Divorce And Title Insurance Responsibilities
As we’ve talked about at great lengths on our blog, title insurance is a form of protection in the event that someone makes a title claim on your property. Perhaps a long-lost heir comes out of the woodwork, or incomplete documentation eventually reveals that there was an outstanding tax lien on the property. These past issues could become your problem if you don’t have title insurance.
Title insurance comes in two different forms - an owner’s title policy and a lender’s title policy. An owner’s title policy protects you, the owner, for as long as you own the property, whereas a lender’s insurance policy protects your mortgage lender in the event of a valid claim. Most lenders require that a property buyer purchases a lender’s title insurance policy in order to be granted a loan. In other words, a lender’s policy is usually required, whereas an owner’s policy is highly recommended for the buyer, but not required. Unlike health insurance or automobile insurance that require multiple payments each year, these title policies can be secured for a one-time payment, making them a savvy financial choice.
So how does divorce impact your title insurance policy? Let’s start by looking at your owner’s policy. If the commercial property is in your name, and you’ll be keeping the property following the divorce, not much will change. You will be able to keep that policy in place since the property is not changing hands, and you can talk with your title insurance provider to have them remove your ex as a named beneficiary on the policy if that is agreed upon during the divorce.

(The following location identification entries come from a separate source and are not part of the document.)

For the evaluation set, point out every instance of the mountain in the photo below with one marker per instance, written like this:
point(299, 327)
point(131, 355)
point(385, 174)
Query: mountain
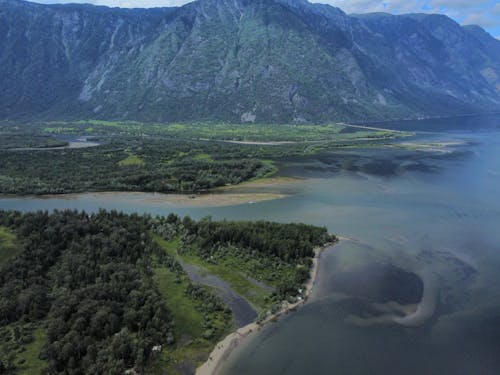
point(240, 60)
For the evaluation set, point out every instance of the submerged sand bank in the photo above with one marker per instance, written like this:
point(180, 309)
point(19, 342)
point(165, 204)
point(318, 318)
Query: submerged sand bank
point(225, 347)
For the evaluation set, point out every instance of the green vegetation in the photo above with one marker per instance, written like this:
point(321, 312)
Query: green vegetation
point(217, 131)
point(8, 245)
point(131, 160)
point(105, 293)
point(162, 158)
point(19, 141)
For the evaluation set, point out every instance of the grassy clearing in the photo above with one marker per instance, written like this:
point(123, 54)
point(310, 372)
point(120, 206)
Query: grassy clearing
point(191, 348)
point(8, 245)
point(226, 269)
point(131, 160)
point(220, 131)
point(188, 320)
point(203, 157)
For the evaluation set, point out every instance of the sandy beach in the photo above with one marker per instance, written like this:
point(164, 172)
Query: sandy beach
point(224, 348)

However, the same doesn’t typically hold true when it comes to your lender’s title insurance policy. While owner’s title insurance protects you for as long as you own the property, lender’s title insurance provides coverage for as long as you hold the original mortgage. That means a married couple who is refinancing their loan or a divorced couple who is refinancing in order to remove one party from the mortgage obligation will run into the same issue. Refinancing closes out your original loan and another loan is originated, meaning you’ll need to secure another lender’s title insurance policy specific to that mortgage.